Trump’s misnamed Department of Health and Human Services has increased funding for abstinence-only programs (now referred to as “sexual risk avoidance”) and only sanctions sexual expression in opposite-sex marriage. The DHHS defines methods of birth control by their failure rates and demonizes abortion as causing lifelong emotional and physical harm. However, the American Journal of Public Health reports that in conservative states abstinence-only education actually increased teen pregnancies.
Appeal court hears arguments on gag rule
Eleven judges in the Ninth Circuit Court of Appeals on Sept. 23 in San Francisco heard arguments requesting a preliminary injunction against the gag rule, brought by 23 states and a number of reproductive rights organizations, including Planned Parenthood and the American Civil Liberties Union’s Reproductive Freedom Project.
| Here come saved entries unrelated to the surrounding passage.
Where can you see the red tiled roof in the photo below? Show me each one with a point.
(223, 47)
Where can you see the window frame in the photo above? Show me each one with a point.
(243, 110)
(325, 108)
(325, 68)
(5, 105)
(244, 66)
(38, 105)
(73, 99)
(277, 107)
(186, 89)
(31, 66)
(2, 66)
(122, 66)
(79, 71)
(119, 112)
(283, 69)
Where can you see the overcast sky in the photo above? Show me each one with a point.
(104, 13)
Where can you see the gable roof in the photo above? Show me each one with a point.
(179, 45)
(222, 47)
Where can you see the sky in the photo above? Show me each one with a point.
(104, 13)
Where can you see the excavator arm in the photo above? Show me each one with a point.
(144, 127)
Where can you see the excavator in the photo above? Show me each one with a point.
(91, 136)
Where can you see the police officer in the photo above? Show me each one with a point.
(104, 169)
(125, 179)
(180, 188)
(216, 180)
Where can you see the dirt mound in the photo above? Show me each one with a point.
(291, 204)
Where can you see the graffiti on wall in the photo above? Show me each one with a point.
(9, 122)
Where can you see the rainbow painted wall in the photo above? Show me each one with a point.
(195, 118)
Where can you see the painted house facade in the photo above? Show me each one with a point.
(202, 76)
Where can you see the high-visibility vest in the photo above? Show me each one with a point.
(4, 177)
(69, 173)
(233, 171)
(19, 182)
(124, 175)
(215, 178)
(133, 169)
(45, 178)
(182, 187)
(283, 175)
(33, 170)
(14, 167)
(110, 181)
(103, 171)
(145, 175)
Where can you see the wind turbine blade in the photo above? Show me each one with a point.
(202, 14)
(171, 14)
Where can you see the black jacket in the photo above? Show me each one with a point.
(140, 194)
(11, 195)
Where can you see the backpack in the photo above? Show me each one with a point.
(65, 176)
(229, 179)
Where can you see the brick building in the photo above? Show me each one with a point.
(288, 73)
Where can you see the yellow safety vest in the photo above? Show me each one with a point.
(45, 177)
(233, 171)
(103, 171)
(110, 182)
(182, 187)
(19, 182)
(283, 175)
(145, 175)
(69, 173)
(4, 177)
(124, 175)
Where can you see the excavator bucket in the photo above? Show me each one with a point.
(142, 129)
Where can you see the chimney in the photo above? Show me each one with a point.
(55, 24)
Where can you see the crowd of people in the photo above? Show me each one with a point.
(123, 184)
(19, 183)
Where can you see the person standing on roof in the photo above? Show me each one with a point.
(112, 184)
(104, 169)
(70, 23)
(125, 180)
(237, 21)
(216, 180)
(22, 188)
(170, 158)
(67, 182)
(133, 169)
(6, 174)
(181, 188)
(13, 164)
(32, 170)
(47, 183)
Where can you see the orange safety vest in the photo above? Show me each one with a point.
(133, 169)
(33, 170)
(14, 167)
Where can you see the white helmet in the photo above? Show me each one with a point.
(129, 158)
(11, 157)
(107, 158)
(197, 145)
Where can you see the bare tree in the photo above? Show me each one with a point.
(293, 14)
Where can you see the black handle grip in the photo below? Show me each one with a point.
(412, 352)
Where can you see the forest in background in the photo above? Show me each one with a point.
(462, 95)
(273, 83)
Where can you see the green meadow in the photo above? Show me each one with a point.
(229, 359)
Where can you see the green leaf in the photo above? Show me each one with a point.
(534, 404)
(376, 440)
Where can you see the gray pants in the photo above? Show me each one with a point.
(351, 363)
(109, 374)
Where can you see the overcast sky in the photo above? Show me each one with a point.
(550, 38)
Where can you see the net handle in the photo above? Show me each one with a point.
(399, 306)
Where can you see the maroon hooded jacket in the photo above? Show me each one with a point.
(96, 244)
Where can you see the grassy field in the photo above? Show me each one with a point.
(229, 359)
The Sept. 24 Rewire News reported that government lawyers tried to downplay the consequences of the Title X changes. They argued that of all Title X grantees, only 18 have left the program, representing 20 percent of providers. However, Planned Parenthood, which refused to accept the new regulations, provides about 40 percent of all Title X’s services.
Countering government arguments, Ruth Harlow, ACLU senior staff attorney in its RFP, stated that five states are no longer in the Title X program, and Title X funding has ended completely or has funding gaps in 28 states. More than 500 Title X service sites have closed. Harlow stressed that the consequences of the gag rule are still being revealed. Other lawyers for the plaintiffs focused on the harm the gag rule was causing, including higher fees and long delays in obtaining services.
In accordance with a 1991 Supreme Court ruling, agency decision making must be “reasoned and rational rather than arbitrary and capricious” based on the full administrative record. But even government lawyers had to concede that such a record did not exist at this time. A ruling is expected in several weeks.
Obviously, if the court rules in favor of a temporary injunction, that will go a long way to restoring reproductive health services to 4 million low-income people. But if it doesn’t, then those who support reproductive justice will need to raise holy hell.